When it comes to summertime cocktails, it’s hard to beat a Negroni or Aperol Spritz. Both are decidedly refreshing without being particularly sweet. Traditionally consumed to stimulate the palate before eating, Aperol and Campari have been popular in their native Italy for well over a century.
Yet the bitterness and complexity of these drinks has long prevented them from achieving mainstream popularity in nations like the U.S., which typically favours sweeter beverages.
ORIGIN
Though they are now both owned and produced by the Campari Group, Aperol and Campari were first concocted some 60 years and 150 miles apart. Campari was invented by Signore Campari himself — Gaspare Campari — in Novara, Italy in 1860.
Aperol, meanwhile, didn’t appear on the aperitivo scene until later, in 1919, when it was created by brothers Luigi and Silvio Barbieri in Padua.
COLOUR PROFILES
Aperol and Campari are easy to spot due to their bright colours. While the origins of Aperol’s red-orange hue are intentionally shrouded in mystery, Campari’s radiant bright red used to come from carmine dye, which was derived from crushed cochineal insects. However, Gruppo Campari ceased using carmine in its production in 2006.
FLAVOUR
Both Aperol and Campari are characterised by rich, orange sweetness and bitter herbal undertones. A typical sip starts sweet and slowly changes as you begin to distinguish a near-infinite combination of herb and spice flavours, before finally reaching a persisting, pleasant, bitter finish.

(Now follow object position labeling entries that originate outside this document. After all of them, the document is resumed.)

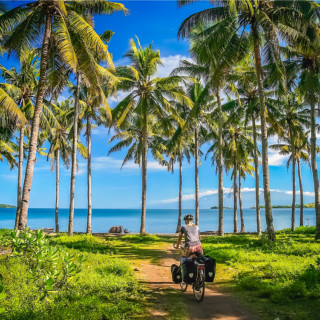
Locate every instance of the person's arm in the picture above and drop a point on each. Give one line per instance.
(179, 240)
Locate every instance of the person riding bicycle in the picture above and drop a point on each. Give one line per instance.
(192, 237)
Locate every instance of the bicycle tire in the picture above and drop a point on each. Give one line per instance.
(183, 286)
(199, 293)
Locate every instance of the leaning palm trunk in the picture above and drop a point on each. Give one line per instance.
(220, 168)
(256, 174)
(243, 229)
(35, 125)
(315, 169)
(144, 186)
(196, 172)
(293, 208)
(56, 216)
(235, 199)
(264, 142)
(74, 157)
(89, 215)
(180, 195)
(20, 168)
(301, 192)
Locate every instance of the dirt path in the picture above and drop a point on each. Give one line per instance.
(216, 304)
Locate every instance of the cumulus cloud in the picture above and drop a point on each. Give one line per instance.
(230, 190)
(112, 164)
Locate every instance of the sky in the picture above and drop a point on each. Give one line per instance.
(155, 22)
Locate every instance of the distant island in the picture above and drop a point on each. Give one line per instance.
(307, 205)
(6, 206)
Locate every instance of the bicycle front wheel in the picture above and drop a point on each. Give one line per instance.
(198, 290)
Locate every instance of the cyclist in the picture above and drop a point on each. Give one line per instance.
(192, 237)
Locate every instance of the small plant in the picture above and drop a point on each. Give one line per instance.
(2, 295)
(45, 260)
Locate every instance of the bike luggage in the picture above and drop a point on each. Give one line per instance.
(210, 268)
(176, 274)
(189, 270)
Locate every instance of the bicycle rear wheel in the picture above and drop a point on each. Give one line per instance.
(198, 290)
(183, 286)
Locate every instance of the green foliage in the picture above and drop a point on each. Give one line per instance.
(281, 271)
(90, 285)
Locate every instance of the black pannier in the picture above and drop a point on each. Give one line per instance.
(176, 274)
(189, 270)
(210, 268)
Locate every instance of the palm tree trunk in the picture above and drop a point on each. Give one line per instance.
(144, 175)
(20, 169)
(196, 172)
(235, 198)
(301, 192)
(180, 195)
(264, 142)
(243, 229)
(35, 125)
(256, 174)
(293, 208)
(56, 216)
(74, 157)
(220, 168)
(89, 216)
(315, 169)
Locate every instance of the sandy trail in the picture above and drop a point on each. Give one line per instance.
(216, 304)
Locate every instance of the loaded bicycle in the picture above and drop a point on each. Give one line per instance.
(193, 271)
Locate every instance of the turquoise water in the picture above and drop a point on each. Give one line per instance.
(157, 221)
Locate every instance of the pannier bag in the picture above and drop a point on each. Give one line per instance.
(210, 268)
(176, 274)
(189, 270)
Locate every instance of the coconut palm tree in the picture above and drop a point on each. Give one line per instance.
(66, 30)
(132, 136)
(238, 147)
(180, 146)
(148, 98)
(289, 124)
(211, 65)
(262, 21)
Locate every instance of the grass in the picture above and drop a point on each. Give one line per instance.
(279, 279)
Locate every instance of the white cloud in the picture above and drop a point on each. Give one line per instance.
(275, 159)
(230, 190)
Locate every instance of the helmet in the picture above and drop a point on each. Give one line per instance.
(188, 217)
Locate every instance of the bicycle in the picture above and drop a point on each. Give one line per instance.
(198, 287)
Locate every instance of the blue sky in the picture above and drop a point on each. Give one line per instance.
(156, 22)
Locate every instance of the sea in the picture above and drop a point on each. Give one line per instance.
(157, 220)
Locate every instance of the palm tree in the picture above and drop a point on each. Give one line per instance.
(148, 98)
(298, 152)
(238, 147)
(131, 135)
(262, 20)
(211, 65)
(289, 123)
(64, 25)
(180, 147)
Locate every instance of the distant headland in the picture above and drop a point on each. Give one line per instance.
(307, 205)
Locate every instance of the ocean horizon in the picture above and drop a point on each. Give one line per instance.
(157, 220)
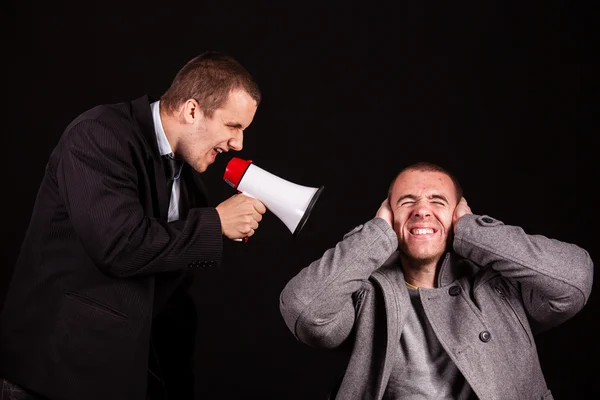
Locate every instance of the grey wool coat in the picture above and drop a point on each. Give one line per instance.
(496, 289)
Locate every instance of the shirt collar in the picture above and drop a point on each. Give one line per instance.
(163, 144)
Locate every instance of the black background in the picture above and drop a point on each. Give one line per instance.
(500, 92)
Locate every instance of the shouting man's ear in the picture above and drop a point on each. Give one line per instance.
(462, 208)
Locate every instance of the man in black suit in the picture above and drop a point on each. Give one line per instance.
(98, 306)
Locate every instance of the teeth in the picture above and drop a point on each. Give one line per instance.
(421, 231)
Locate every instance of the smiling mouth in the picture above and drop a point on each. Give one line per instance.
(422, 231)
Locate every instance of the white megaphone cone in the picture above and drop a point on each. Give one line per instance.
(290, 202)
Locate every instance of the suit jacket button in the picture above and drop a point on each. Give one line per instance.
(454, 291)
(485, 336)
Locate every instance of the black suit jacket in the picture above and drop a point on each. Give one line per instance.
(99, 260)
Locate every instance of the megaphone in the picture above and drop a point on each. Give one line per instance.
(290, 202)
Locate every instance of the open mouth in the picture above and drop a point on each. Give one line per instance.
(422, 231)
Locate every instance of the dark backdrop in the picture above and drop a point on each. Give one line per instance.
(500, 92)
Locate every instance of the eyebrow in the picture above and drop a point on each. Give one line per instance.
(432, 197)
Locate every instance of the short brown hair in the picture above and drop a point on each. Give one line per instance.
(427, 166)
(209, 78)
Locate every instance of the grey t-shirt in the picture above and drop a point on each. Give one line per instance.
(423, 369)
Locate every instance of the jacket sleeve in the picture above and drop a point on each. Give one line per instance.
(97, 179)
(555, 278)
(317, 303)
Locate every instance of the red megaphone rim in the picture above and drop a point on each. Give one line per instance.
(235, 170)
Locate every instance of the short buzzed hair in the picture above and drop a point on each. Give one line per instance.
(209, 78)
(426, 166)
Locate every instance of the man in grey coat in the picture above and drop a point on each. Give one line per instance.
(433, 301)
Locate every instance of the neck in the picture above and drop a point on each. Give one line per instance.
(419, 275)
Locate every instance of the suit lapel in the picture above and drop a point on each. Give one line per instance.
(143, 117)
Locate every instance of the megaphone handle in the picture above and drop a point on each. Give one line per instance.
(245, 239)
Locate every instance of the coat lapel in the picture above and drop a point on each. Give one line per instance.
(143, 117)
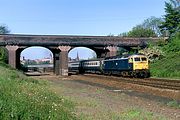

Aperol is, without doubt, the more approachable of the two, like a light, crushable lager tasted next to a craft beer with astronomical IBUs. It is sweeter and fruitier, while Campari is challenging and unapologetically bitter.
COCKTAILS
With a lower alcohol content and softer flavour, Aperol is more commonly found in lighter cocktails, like the ubiquitous summer favourite, the Aperol Spritz. The bigger and bolder Campari, however, confidently holds its own in boozier mixes such as the Negroni.